The Empire Settlement Act 1922 (12 & 13 Geo. 5. c. 13) was an act of the Parliament of the United Kingdom passed to encourage British settlement in its then colonies. Different groups were encouraged to settle including farm labourers and domestic workers. Training was offered as well as help with the cost of transport.

In 1918 the British Government founded the Government Emigration Committee (later renamed to the Overseas Settlement Committee) to encourage former servicemen to emigrate from the UK to the colonies. The idea, as quoted in Parliament in 1952 was:

"That the migration of population from the United Kingdom to other parts of the Empire was calculated to promote the economic strength and the well-being of the Empire as a whole, and of the United Kingdom in particular, provided that the flow at any time was not in excess of what the industries of the United Kingdom could afford to spare or in excess of what the Dominions could conveniently absorb."

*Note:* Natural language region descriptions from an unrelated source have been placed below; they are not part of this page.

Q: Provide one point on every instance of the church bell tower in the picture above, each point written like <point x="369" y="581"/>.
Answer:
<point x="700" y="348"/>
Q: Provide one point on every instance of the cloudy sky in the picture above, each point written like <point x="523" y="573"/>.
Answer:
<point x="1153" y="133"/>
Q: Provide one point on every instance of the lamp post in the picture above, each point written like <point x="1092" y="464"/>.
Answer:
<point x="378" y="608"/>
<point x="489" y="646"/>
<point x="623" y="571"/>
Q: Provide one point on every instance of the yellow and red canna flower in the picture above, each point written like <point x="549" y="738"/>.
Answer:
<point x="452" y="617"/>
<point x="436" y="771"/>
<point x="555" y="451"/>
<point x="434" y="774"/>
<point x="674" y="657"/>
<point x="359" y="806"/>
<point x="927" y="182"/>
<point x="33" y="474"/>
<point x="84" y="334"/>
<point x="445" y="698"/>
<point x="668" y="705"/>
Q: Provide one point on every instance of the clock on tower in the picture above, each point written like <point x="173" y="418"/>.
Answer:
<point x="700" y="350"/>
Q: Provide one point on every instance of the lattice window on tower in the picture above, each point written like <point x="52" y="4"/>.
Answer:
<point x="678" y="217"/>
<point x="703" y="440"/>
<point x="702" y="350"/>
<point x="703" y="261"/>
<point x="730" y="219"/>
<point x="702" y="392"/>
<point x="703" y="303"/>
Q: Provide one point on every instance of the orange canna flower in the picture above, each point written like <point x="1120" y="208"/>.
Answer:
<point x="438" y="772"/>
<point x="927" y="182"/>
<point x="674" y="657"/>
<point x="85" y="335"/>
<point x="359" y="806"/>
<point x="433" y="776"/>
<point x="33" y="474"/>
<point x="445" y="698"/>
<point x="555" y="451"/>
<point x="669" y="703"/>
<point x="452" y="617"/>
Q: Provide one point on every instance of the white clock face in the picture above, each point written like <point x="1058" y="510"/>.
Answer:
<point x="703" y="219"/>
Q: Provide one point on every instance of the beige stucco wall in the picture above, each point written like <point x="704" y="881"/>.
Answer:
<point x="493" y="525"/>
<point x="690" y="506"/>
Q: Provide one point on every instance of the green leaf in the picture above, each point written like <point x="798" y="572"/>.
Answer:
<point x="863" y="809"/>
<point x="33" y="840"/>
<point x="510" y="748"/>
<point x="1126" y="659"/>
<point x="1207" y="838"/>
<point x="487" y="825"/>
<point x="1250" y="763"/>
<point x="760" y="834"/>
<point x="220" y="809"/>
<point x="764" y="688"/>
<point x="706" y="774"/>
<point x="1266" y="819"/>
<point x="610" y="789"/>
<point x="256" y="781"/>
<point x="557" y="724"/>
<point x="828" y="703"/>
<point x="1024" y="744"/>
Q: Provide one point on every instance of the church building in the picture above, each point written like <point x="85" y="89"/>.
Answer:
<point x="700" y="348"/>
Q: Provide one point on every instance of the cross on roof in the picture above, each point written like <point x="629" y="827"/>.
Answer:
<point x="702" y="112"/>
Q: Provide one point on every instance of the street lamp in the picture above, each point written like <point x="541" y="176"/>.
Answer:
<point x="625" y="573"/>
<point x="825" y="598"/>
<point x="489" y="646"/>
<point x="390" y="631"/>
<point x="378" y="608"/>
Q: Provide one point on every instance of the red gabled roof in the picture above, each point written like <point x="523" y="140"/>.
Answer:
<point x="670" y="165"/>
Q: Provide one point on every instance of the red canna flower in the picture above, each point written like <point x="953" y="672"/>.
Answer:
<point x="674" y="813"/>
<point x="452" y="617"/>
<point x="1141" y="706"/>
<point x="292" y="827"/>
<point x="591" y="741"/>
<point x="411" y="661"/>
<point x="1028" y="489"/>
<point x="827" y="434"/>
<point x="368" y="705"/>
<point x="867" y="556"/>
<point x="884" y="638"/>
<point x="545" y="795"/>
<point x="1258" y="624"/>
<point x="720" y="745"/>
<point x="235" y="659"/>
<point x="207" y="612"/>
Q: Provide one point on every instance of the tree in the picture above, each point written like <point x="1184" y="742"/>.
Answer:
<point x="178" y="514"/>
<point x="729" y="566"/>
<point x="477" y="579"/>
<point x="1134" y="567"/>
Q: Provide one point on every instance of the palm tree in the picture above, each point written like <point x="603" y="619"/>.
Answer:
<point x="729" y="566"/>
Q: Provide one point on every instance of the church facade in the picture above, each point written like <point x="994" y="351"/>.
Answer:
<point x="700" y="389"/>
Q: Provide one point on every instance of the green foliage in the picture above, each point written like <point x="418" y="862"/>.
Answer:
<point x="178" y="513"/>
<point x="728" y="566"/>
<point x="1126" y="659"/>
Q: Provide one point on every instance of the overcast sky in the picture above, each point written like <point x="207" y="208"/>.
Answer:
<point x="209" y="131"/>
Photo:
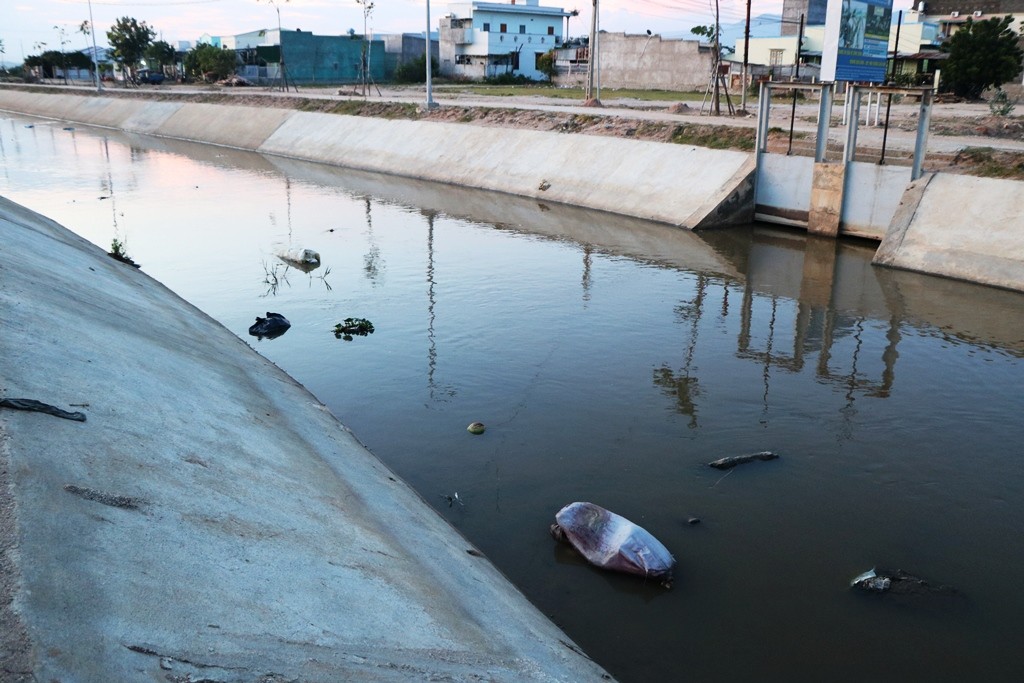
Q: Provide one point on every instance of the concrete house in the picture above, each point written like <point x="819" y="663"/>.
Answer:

This was further stated by the Imperial Economic Conference of 1923:

"The Conference is of opinion that the problem of oversea settlement, which is that of a re-distribution of the white population of the Empire in the best interests of the whole British Commonwealth, is one of paramount importance, especially as between Great Britain on the one hand and Canada, Australia and New Zealand on the other. "

The act was extended in 1937, and again in 1952, 1957, 1962 and 1967.

== Subsequent developments ==
The whole act was repealed by section 1(1) of, and part XI of schedule 1 to, the Statute Law (Repeals) Act 1976, which came into force on 27 May 1976.